Ion energy and angular distributions in low-pressure capacitive oxygen RF discharges driven by tailored voltage waveforms

TL;DR

This study uses kinetic simulations and analytical models to analyze ion energy and angular distributions in low-pressure capacitive oxygen RF discharges, exploring control methods via tailored voltage waveforms.

Contribution

It provides detailed insights into ion distributions and control strategies in oxygen RF discharges using advanced simulation and analytical approaches.

Findings

Ion energy and angular distributions vary with waveform type.

Independent control of ion flux and energy is achievable.

Distributions depend on collisionality and waveform shape.

Abstract

We investigate the energy and angular distributions of the ions reaching the electrodes in low-pressure, capacitively coupled oxygen radio-frequency discharges.

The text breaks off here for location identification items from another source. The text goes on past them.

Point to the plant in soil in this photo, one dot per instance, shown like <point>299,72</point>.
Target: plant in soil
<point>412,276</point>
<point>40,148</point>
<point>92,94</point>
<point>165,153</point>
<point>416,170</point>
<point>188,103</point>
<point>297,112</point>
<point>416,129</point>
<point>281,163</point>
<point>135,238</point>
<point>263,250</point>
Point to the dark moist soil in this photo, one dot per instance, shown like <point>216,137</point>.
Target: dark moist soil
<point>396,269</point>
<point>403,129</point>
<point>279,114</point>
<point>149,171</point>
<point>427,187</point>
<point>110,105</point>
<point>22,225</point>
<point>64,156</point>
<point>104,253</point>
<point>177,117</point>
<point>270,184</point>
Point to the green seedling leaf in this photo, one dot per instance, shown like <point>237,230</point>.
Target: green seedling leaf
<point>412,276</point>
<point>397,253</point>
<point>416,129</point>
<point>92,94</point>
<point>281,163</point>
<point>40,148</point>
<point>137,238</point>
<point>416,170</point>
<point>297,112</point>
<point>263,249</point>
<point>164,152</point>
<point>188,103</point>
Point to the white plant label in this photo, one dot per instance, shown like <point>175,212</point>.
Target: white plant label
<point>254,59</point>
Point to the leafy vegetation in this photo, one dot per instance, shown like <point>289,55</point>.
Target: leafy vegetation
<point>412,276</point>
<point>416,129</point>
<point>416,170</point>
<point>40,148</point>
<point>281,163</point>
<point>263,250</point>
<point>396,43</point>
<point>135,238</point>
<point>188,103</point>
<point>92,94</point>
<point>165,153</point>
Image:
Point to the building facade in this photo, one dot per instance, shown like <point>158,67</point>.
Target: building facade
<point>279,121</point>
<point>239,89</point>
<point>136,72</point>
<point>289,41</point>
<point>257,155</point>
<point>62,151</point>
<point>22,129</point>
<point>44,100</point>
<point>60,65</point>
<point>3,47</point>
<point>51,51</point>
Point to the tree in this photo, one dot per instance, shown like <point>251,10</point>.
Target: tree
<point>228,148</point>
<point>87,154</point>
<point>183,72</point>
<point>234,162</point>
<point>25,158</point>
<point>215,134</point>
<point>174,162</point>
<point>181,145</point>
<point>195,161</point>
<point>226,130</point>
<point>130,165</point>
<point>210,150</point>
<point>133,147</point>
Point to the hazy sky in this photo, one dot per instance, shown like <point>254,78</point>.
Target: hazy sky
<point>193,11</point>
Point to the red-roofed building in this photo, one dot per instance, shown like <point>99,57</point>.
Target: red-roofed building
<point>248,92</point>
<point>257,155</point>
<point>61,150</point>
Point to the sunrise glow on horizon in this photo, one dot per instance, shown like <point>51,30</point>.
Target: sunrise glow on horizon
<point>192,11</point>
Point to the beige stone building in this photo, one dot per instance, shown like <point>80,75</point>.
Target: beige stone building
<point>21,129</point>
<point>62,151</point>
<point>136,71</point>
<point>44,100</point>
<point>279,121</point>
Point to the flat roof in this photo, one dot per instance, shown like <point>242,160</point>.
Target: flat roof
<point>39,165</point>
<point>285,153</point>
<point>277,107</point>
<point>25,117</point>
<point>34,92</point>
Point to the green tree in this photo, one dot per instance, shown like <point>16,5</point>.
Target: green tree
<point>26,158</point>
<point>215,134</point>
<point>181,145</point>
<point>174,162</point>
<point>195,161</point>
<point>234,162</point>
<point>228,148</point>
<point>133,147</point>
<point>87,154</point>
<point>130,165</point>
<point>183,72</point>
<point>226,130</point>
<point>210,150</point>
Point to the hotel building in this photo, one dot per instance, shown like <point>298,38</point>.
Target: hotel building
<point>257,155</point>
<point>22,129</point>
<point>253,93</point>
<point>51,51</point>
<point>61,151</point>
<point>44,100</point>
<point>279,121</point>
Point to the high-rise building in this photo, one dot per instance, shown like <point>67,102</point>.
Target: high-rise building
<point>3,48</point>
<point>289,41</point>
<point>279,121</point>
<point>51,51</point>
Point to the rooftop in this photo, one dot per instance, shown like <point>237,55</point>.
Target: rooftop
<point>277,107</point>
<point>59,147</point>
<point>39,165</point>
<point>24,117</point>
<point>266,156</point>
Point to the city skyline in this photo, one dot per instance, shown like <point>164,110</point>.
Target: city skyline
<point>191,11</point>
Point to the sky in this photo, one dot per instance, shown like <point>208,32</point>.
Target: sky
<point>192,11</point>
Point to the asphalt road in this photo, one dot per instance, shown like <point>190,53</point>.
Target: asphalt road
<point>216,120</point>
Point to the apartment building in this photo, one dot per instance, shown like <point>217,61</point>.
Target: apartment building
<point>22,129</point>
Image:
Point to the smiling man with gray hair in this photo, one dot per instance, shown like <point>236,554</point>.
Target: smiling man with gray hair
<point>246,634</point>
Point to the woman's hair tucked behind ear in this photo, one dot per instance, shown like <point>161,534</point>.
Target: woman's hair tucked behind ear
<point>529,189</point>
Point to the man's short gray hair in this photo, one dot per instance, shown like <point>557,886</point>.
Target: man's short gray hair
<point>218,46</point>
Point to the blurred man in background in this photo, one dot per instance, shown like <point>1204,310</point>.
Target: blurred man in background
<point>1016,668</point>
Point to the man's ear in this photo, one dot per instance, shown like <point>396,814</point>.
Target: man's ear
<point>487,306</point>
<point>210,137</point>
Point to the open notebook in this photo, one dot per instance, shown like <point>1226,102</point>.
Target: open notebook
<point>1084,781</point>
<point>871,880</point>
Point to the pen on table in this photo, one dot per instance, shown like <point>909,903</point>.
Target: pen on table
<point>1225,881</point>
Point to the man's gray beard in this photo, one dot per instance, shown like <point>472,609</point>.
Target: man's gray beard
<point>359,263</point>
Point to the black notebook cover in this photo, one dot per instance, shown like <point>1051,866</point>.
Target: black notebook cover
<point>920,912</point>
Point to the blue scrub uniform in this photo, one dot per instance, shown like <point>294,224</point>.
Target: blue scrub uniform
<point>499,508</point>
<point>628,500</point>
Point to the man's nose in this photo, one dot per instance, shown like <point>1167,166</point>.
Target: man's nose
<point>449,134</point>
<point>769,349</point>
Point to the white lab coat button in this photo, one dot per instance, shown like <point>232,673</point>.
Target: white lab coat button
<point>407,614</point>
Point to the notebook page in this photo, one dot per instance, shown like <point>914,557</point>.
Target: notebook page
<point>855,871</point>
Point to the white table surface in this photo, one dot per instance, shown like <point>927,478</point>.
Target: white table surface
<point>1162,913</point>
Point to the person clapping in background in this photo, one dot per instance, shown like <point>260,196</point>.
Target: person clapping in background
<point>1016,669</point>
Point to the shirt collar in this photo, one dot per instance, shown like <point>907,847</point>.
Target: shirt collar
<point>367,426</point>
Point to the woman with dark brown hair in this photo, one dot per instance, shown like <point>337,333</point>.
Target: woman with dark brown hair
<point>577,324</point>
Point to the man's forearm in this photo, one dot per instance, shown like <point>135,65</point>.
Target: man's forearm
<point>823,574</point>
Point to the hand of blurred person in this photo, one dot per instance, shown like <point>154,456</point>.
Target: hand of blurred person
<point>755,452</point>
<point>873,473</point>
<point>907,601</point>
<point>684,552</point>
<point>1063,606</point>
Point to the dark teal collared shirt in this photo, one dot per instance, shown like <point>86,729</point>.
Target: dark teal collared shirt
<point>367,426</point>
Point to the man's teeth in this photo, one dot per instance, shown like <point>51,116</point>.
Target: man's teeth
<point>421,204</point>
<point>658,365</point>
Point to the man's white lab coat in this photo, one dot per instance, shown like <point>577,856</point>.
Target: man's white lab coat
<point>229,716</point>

These distributions, as well as the possibilities of the independent control of the ion flux and the ion energy are analysed for different types of excitation: single- and classical dual-frequency, as well as valleys- and sawtooth-type waveforms. The studies are based on kinetic, particle-based simulations that reveal the physics of these discharges in great details. The conditions cover weakly collisional to highly collisional domains of ion transport via the electrode sheaths. Analytical models are also applied to understand the features of the energy and angular distribution functions.